Porém, o pecado surge quando não é feito o devido enquadramento estratégico, única forma de definir um rumo e maximizar para as ilhas as vantagens oferecidas pelo atual mundo. Por exemplo, hoje, cada vez mais vai-se constatando iniciativas para requalificar orlas marítimas, o que já é um bom passo, todavia, sempre ficando por esclarecer como a requalificação poderá ser feita para ampliar a margem de manobra na resolução de temáticas como a habitação do século XXI: fazê-la aparecer lá onde é propícia para desencorajar excessiva concentração nos meios urbanos ou no interior das ilhas para opor à debilitação dos campos irrigáveis; aparecer com tipologia aberta ao aproveitamento de energias renováveis e adequada a nova dinâmica paisagística com ponto de partida nas orlas marítimas; sobretudo, habitação concebida para estimular uma nova política de distribuição demográfica e inverter as actuais tendências de migração descontrolada. Na verdade, se não se acautelar, projetos lançados aos salpicos sem preocupação de encaixe na grande estrutura em montagem poderão constituir bloqueio ao salto rumo à tão ambicionada emancipação económica que colocará o povo destas ilhas no lugar ao sol da prosperidade que legitimamente vem perseguindo.
Um dos grandes problemas que a pandemia veio revelar é que ao país falta resiliência na sua capacidade endógena de produção: como se vê no caso do turismo, bloqueiam-se os corredores de movimentação dos fluxos externos e a quebra na economia é tão brutal que faz recuar de anos muito do progresso que a muito custo já havia alcançado. Facto que faz pensar na necessidade de injetar reforço na capacidade endógena, ou melhor ainda, promover projeto de grande porte capaz de – em amplitude e profundidade – revitalizar com sustentação todo o universo das actividades económicas, já obrigando a pôr a questão: em que medida seria oportuno e realizável projeto de grande porte tão mobilizador da nação como foi o da emancipação política, projeto para ter função colunar no funcionamento do sistema económico? De certo modo já teve essa função o Porto Grande de S. Vicente do século IXX, que infelizmente viria a perder-se devido a inação com reflexo na contenção da degradação das condições competitivas. Questão agora é como ressurgiria o Porto Grande do século XIX já em estado soberano e num mundo tendente a nova ordem onde haverá profunda reformulação do quadro das grandes rotas marítimas potenciadoras de oportunidades. Bons sinais já vêm das perspetivas de um Oceano Ártico navegável – decorrente de mudança climática – e de novo canal nas Caraíbas, já bastante para mostrar que é legítimo permitir-se à ambição de um novo Porto Grande ajustado às circunstâncias do mundo actual.

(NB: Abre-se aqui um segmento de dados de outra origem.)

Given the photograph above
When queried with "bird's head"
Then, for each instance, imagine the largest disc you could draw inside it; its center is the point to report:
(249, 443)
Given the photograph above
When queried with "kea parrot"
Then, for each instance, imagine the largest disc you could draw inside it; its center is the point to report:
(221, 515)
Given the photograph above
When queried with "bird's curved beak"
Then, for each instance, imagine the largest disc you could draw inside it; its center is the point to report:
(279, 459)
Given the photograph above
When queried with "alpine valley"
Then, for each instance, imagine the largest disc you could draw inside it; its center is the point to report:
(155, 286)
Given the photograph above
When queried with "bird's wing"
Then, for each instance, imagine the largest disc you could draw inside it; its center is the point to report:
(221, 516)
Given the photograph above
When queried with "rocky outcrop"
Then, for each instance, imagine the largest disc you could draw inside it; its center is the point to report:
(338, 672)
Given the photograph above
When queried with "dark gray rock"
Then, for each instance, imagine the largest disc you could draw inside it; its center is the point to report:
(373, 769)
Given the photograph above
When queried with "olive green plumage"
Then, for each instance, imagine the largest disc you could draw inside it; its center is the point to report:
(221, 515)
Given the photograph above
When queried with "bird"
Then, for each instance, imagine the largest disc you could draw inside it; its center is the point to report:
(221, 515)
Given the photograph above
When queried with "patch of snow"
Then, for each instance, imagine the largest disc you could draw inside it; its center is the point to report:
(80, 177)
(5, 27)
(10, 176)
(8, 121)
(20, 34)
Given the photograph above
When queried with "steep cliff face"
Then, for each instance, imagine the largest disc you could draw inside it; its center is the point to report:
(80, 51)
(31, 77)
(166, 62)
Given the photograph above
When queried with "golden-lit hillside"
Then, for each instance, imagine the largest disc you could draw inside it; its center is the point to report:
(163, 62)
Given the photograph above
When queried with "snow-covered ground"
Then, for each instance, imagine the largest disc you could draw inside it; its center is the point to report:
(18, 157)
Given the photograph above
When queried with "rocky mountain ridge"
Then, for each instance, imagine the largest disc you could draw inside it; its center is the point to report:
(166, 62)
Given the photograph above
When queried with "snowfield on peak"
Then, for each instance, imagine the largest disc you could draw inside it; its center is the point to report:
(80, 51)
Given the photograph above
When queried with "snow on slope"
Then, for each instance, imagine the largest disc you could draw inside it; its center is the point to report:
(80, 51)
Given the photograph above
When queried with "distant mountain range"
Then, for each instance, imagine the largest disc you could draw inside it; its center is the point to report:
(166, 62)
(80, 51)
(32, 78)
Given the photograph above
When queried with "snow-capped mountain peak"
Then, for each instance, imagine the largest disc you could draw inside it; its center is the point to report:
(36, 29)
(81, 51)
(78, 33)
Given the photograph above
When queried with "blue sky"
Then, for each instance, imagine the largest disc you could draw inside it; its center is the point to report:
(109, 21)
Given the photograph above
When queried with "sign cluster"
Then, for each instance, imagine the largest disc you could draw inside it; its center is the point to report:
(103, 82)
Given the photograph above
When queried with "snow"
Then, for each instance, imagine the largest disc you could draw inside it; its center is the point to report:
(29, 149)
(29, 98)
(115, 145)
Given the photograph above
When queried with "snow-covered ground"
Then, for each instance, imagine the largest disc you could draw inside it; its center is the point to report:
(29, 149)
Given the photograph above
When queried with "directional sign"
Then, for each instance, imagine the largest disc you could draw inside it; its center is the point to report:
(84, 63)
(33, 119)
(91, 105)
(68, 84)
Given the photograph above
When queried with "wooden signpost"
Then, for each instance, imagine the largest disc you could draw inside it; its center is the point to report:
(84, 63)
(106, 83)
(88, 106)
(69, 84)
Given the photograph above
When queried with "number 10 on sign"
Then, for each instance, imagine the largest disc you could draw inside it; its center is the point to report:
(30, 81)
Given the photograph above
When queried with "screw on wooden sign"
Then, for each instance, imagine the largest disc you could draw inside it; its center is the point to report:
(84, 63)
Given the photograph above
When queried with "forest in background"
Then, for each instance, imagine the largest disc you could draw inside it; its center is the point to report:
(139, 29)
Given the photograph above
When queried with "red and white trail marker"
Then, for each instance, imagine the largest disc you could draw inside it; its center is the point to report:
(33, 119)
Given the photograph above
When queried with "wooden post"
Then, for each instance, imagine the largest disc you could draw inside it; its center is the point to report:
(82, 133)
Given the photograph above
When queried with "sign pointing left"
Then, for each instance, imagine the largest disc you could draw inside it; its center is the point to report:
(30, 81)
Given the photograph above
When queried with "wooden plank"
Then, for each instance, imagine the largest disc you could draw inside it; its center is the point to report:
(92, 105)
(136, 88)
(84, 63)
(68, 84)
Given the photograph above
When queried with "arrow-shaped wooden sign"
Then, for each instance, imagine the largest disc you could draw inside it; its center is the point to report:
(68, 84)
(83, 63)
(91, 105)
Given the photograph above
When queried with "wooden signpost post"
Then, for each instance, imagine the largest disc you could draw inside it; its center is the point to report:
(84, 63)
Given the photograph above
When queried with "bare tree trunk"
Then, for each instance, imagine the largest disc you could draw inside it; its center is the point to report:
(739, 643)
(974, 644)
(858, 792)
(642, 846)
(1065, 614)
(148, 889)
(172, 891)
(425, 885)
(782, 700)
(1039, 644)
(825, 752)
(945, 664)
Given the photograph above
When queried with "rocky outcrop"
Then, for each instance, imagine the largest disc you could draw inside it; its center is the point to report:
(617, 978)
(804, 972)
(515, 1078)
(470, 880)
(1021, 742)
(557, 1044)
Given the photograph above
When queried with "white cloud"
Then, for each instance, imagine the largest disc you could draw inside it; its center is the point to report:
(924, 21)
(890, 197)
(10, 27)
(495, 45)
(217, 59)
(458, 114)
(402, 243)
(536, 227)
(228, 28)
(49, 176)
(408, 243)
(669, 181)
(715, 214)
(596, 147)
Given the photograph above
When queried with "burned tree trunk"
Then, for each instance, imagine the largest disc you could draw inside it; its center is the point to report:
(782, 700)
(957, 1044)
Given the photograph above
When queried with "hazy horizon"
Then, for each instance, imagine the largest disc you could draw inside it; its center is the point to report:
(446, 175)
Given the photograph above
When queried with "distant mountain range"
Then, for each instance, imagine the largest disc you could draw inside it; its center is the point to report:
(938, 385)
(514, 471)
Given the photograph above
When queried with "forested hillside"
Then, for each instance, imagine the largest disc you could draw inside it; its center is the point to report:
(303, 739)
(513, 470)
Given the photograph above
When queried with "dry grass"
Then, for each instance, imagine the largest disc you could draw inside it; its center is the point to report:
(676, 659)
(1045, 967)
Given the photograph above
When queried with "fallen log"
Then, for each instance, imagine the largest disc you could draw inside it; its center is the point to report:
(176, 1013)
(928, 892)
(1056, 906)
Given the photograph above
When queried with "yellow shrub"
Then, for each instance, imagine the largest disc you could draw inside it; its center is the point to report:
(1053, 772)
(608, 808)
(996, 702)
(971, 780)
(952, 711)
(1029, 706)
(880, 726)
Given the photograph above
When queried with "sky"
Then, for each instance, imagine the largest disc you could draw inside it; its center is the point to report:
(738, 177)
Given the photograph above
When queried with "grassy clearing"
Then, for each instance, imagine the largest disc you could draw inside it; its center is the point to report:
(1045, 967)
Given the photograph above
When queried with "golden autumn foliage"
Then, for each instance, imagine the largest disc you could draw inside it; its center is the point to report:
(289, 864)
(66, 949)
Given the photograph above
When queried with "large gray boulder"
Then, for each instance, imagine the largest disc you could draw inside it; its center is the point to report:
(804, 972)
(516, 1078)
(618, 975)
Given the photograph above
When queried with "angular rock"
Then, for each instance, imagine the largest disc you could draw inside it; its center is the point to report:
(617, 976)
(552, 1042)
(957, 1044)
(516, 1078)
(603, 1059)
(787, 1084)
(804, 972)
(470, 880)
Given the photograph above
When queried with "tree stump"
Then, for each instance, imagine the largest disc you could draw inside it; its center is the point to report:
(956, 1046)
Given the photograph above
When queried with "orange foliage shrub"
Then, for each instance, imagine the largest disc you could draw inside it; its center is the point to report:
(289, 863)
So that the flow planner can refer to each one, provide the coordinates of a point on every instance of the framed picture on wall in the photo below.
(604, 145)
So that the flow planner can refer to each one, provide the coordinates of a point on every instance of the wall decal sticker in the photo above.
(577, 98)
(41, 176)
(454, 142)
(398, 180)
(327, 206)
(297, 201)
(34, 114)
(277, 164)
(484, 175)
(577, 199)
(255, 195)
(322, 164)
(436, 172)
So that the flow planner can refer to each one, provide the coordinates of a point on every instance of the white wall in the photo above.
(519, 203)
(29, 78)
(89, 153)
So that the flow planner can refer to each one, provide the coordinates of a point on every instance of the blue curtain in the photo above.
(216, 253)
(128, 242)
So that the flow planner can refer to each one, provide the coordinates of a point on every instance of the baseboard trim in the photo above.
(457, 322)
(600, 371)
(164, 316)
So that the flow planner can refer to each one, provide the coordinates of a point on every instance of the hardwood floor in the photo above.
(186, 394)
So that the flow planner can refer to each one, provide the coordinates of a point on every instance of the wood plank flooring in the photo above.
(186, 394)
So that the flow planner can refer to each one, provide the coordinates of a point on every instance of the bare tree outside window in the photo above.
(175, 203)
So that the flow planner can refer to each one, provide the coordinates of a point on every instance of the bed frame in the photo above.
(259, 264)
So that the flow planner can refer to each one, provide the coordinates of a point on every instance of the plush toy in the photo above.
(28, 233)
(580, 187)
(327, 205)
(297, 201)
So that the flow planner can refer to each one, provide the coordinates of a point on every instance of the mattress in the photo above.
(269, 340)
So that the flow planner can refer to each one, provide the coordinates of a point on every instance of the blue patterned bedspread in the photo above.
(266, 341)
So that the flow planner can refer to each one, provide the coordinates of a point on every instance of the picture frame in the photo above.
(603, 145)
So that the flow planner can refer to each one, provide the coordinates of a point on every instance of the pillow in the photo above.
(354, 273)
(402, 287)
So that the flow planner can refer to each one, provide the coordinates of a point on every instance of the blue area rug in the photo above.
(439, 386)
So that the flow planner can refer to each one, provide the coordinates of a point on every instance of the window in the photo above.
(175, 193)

Então é legítimo apostar que novo `galo` poderá cantar, já não nos estreitos limites da velha baía, mas em limites bem mais amplos permitidos pela geografia posicional das ilhas de S. Vicente e Santo Antão. Os primeiros passos? Nasça e cresça a corrente visando o alvo sob o brilho das nossas estrelas.
Texto originalmente publicado na edição impressa do Expresso das Ilhas nº 979 de 2 de Setembro de 2020.